THIS issue went on to become a topic of national interest after news came out that our trade agency, the Department of Trade and Industry, is considering to standardize or baseline the very famous Filipino adobo dish. In their media interviews, Trade and Industry Secretary Ramon Lopez further reiterated that "baselining the traditional recipe would serve merely as a guide and is not mandatory... and that this is part of their economic recovery efforts to develop more creative industry exports and own or brand of Philippine cuisines for international promotion." This effort is to help promote our local cuisine to the international community. I am not exactly sure if this is more of a compliance requirement that they need to meet but, in any case, I am reminded deeply of acclaimed historian Doreen Fernandez and her views on food, snippets of which I am sharing below:

"The process seems to start with a foreign dish in its original form, brought in by foreigners (Chinese traders, Spanish missionaries).
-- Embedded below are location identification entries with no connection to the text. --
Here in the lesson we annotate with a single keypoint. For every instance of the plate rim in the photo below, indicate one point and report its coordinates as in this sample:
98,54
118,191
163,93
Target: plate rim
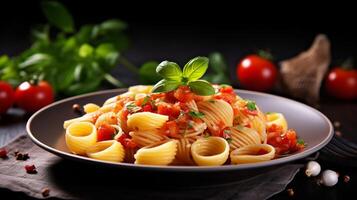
132,166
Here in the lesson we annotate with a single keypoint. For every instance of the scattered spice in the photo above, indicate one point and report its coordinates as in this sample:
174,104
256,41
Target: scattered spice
337,124
346,179
338,133
30,169
20,156
77,108
3,153
290,192
45,192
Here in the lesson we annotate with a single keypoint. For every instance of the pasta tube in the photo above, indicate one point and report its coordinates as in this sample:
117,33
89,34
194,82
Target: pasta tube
79,136
109,150
252,154
162,153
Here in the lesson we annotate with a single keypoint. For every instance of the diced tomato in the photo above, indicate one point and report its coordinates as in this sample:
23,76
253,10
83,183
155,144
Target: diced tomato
126,141
226,89
218,130
228,97
169,97
183,94
105,132
125,114
173,111
250,112
170,129
283,142
147,108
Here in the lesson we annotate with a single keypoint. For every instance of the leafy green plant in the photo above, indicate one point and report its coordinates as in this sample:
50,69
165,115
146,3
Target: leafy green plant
73,61
173,76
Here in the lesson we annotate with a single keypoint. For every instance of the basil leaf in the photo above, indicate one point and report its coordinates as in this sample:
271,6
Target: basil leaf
147,73
251,105
201,87
169,70
58,15
195,68
165,85
38,58
217,62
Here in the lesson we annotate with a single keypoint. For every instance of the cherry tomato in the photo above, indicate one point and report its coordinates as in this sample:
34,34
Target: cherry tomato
6,96
105,132
32,97
342,83
257,73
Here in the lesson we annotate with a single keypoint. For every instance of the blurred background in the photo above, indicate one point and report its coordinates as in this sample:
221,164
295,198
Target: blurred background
180,30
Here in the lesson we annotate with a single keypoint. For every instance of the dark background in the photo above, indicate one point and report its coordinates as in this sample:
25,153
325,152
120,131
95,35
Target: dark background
179,30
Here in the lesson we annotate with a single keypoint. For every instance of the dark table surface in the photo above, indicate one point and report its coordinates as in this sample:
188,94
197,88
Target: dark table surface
13,124
180,41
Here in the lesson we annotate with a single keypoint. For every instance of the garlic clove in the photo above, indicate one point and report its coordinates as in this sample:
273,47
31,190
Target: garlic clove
313,168
329,178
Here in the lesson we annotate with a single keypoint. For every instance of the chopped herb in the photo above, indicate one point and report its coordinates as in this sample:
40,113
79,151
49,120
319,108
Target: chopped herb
227,131
224,85
301,142
190,124
251,105
196,114
211,101
145,100
132,108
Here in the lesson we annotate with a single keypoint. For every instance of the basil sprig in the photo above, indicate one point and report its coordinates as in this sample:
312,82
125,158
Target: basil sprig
173,76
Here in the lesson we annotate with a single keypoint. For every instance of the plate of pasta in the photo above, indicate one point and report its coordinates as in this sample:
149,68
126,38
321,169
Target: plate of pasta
181,123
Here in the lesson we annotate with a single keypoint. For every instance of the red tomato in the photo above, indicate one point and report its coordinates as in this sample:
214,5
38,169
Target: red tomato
171,129
257,73
172,111
33,97
6,96
283,142
105,132
342,83
183,94
126,141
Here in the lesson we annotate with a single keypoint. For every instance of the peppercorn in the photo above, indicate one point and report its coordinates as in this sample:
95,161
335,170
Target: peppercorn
3,153
346,179
77,108
30,169
290,192
45,192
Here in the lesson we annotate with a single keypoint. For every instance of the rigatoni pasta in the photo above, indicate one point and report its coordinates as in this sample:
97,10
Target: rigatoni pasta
179,128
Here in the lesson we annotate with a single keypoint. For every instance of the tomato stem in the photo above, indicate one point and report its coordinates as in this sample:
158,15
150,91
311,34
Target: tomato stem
347,64
265,54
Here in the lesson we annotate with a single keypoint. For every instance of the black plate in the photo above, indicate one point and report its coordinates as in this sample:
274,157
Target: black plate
45,128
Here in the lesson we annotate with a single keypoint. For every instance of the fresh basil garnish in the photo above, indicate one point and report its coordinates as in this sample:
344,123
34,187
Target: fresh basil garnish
169,70
174,76
195,68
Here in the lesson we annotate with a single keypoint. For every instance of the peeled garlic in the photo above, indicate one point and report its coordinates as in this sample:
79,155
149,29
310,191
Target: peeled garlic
329,178
313,168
It is then taught to a native cook, who naturally adapts it to the tastes he knows and the ingredients he can get, thus both borrowing and adapting. Eventually, he improvises on it, thus creating a new dish that in time becomes so entrenched in the native cuisine and lifestyle that its origins are practically forgotten. That is indigenization, and in the Philippines, the process starts with a foreign element and ends with a dish that can truly be called part of Philippine cuisine."